Training & Test Data
After cleaning your dataset, the next job is to split the data into two segments for training and testing, also known as split validation. The first split of data is the training data, which is the initial reserve of data used to develop your model. After you have developed a model based on patterns extracted from the training data, you can test the model on the remaining data, which is called the test data. The test data should be used to assess model performance rather than optimize the model.
When splitting the data, the ratio of the two splits should be approximately 70/30 or 80/20. This means that your training data should account for 70 percent to 80 percent of the rows in your dataset, and the remaining 20 percent to 30 percent of rows are left for your test data. It’s vital to split your data by rows and not by columns.
Other options for splitting the data are k-fold validation or a three-way split with a validation set.
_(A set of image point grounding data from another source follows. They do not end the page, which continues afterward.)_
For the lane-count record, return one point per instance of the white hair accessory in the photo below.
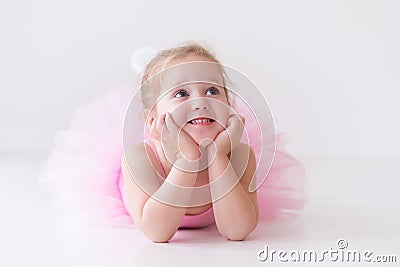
(141, 57)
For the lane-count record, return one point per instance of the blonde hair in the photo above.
(161, 61)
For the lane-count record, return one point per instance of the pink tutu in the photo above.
(83, 171)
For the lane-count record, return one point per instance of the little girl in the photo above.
(191, 171)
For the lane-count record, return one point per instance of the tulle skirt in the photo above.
(83, 171)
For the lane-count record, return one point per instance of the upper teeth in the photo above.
(198, 121)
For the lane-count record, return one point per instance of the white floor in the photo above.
(352, 199)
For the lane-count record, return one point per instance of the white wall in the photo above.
(330, 69)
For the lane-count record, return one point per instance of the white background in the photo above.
(330, 70)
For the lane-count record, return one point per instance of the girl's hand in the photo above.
(175, 141)
(227, 139)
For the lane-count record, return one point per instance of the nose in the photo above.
(200, 104)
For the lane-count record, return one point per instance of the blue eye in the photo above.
(212, 91)
(181, 93)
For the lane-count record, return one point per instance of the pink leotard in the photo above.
(203, 219)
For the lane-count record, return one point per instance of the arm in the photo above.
(157, 220)
(236, 213)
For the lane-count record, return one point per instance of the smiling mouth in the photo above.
(201, 121)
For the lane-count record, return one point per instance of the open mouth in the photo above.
(201, 121)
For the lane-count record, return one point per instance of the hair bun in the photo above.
(141, 57)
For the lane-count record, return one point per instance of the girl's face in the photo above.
(194, 95)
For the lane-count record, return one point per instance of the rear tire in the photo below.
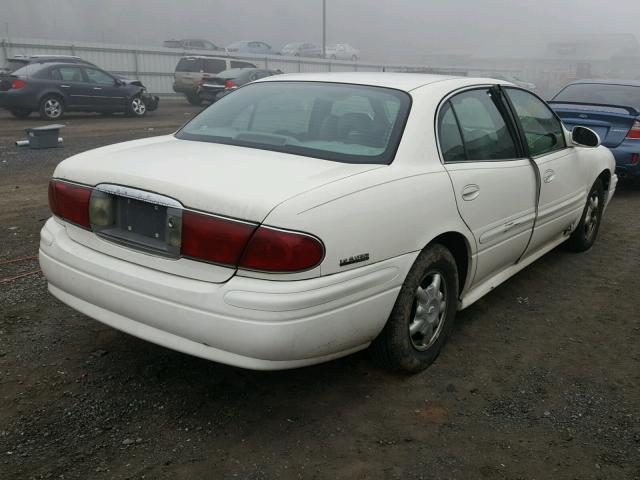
(423, 315)
(20, 112)
(51, 107)
(584, 236)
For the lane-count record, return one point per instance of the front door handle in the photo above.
(470, 192)
(549, 175)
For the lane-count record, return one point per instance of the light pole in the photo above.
(324, 28)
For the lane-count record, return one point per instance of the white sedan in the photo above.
(342, 51)
(306, 217)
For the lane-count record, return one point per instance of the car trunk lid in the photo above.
(610, 122)
(235, 182)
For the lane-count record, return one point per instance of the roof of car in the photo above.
(400, 81)
(631, 83)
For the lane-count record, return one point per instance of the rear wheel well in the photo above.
(456, 243)
(605, 177)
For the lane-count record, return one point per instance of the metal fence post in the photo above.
(135, 62)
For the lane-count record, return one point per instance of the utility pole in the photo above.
(324, 28)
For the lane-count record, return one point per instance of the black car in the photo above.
(212, 89)
(55, 88)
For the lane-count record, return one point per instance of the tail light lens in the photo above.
(634, 133)
(235, 243)
(275, 250)
(214, 239)
(70, 202)
(17, 84)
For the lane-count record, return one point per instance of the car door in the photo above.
(73, 85)
(107, 94)
(494, 184)
(563, 189)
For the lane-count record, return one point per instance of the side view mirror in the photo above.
(585, 137)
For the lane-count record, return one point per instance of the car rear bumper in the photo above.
(245, 322)
(627, 156)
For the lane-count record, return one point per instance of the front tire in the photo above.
(136, 107)
(51, 107)
(20, 112)
(584, 236)
(423, 315)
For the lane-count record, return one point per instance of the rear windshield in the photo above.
(606, 94)
(339, 122)
(188, 65)
(29, 70)
(237, 64)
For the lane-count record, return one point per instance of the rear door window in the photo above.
(542, 130)
(214, 65)
(188, 65)
(71, 74)
(485, 133)
(451, 144)
(98, 76)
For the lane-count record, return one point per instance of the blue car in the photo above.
(611, 108)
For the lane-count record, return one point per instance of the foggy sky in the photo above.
(384, 30)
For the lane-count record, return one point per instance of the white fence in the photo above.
(155, 66)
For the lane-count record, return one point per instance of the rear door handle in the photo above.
(470, 192)
(549, 176)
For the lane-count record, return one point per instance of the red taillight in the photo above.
(634, 133)
(275, 250)
(70, 202)
(18, 84)
(214, 239)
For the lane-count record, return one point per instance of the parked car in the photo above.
(19, 61)
(213, 89)
(342, 51)
(301, 49)
(309, 216)
(250, 46)
(612, 109)
(515, 80)
(55, 88)
(191, 44)
(192, 69)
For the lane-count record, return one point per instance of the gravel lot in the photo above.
(540, 380)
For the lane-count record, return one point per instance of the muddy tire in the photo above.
(584, 236)
(423, 315)
(51, 107)
(136, 107)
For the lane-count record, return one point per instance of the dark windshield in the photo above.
(339, 122)
(600, 93)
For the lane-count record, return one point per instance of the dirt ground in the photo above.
(540, 380)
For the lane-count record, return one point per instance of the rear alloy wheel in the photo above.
(584, 236)
(137, 107)
(423, 314)
(51, 108)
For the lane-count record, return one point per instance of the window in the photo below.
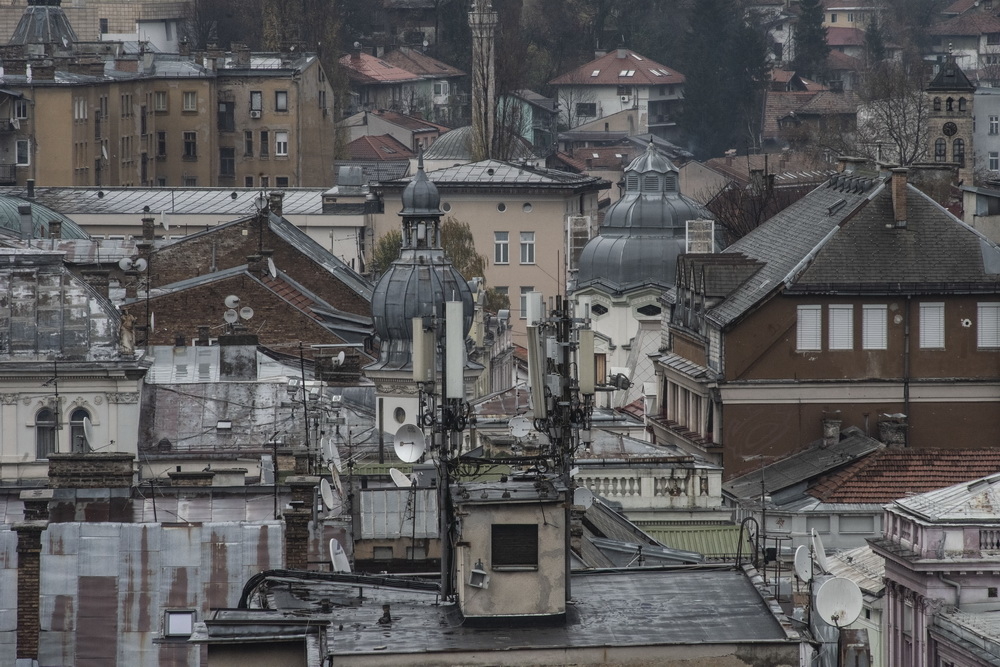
(178, 623)
(227, 162)
(527, 247)
(501, 247)
(514, 546)
(45, 433)
(932, 325)
(809, 328)
(988, 325)
(190, 145)
(77, 439)
(525, 290)
(873, 323)
(940, 150)
(23, 156)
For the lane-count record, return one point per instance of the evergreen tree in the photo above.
(811, 49)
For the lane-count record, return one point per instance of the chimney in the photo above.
(898, 183)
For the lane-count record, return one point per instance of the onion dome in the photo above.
(421, 278)
(644, 231)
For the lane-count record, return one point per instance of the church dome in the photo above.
(644, 231)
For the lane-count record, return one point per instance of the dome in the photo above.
(644, 231)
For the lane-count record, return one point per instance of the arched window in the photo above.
(45, 433)
(77, 441)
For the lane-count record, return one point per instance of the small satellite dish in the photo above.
(819, 553)
(338, 559)
(326, 493)
(409, 443)
(803, 564)
(520, 426)
(399, 478)
(839, 602)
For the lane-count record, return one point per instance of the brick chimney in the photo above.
(898, 184)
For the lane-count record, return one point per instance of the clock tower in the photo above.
(949, 125)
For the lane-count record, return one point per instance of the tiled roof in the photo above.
(382, 147)
(804, 465)
(971, 24)
(363, 68)
(894, 473)
(934, 251)
(613, 70)
(420, 63)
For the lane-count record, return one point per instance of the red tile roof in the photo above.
(382, 147)
(892, 473)
(620, 67)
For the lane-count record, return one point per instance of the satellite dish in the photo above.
(326, 493)
(409, 443)
(88, 434)
(520, 426)
(399, 478)
(803, 564)
(839, 602)
(819, 553)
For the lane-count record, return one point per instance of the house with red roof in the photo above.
(622, 80)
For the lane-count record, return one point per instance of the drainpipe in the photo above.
(958, 589)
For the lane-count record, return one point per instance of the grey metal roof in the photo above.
(802, 466)
(186, 201)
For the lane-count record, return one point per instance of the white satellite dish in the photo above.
(819, 553)
(803, 564)
(839, 602)
(520, 426)
(326, 493)
(409, 443)
(338, 559)
(88, 434)
(399, 478)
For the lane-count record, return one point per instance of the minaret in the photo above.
(483, 21)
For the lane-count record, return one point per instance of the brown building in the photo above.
(864, 297)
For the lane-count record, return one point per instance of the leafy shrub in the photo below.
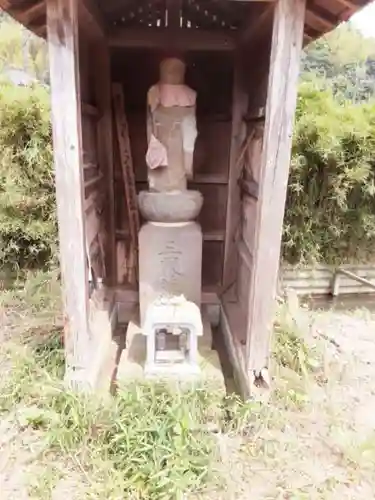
(27, 198)
(330, 209)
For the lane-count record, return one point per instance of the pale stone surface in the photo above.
(171, 129)
(177, 206)
(133, 359)
(174, 315)
(170, 263)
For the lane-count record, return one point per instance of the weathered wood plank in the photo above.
(282, 92)
(127, 171)
(182, 39)
(62, 25)
(105, 154)
(240, 102)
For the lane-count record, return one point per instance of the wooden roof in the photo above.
(208, 15)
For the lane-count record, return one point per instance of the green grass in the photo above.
(148, 442)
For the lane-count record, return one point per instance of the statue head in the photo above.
(172, 71)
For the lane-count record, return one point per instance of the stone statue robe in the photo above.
(171, 131)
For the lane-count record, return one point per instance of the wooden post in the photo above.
(62, 29)
(105, 150)
(233, 218)
(286, 49)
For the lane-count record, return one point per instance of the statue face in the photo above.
(172, 71)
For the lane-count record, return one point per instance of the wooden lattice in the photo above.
(204, 14)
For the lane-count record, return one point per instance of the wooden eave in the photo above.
(226, 17)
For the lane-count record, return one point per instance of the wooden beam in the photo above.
(281, 102)
(182, 39)
(256, 26)
(348, 4)
(62, 27)
(174, 14)
(233, 211)
(102, 85)
(320, 16)
(92, 20)
(27, 15)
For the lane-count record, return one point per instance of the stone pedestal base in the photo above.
(170, 263)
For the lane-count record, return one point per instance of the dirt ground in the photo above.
(313, 443)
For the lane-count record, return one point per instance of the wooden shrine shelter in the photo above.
(243, 60)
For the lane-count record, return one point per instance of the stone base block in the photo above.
(132, 363)
(170, 263)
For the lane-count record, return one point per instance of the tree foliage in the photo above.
(345, 61)
(330, 211)
(27, 194)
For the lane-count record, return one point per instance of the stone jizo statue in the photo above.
(171, 129)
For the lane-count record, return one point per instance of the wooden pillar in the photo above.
(62, 30)
(286, 50)
(233, 217)
(103, 89)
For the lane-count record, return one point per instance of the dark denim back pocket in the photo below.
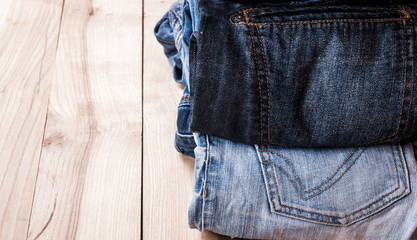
(333, 186)
(306, 76)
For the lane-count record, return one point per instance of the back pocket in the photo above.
(333, 186)
(318, 76)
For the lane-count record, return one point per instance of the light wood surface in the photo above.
(74, 162)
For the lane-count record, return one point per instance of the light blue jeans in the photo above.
(265, 192)
(270, 192)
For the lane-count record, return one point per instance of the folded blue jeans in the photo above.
(305, 74)
(265, 191)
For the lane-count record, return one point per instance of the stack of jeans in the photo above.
(299, 114)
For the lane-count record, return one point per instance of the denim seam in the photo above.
(412, 82)
(184, 99)
(310, 190)
(335, 181)
(352, 220)
(266, 76)
(165, 41)
(184, 136)
(318, 3)
(406, 16)
(259, 79)
(321, 21)
(207, 166)
(177, 16)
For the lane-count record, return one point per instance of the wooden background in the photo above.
(87, 121)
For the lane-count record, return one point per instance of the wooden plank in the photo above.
(168, 175)
(89, 183)
(28, 31)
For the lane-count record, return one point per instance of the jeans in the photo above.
(305, 76)
(169, 32)
(261, 192)
(265, 191)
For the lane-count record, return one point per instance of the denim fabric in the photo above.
(272, 192)
(169, 32)
(265, 192)
(305, 76)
As the test data cannot be used to build and optimize the model, data scientists sometimes use a third independent dataset called the validation set. After building an initial model with the training set, the validation set can be fed into the prediction model and used as feedback to optimize the model’s hyperparameters. The test set is then used to assess the prediction error of the final model.
In k-fold validation, the k-fold validation technique involves splitting data into k assigned buckets and reserving one of those buckets for testing the training model at each round. To perform k-fold validation, data is randomly assigned to k number of equal-sized buckets. One bucket is reserved as the test bucket and is used to measure and evaluate the performance of the remaining (k-1) buckets.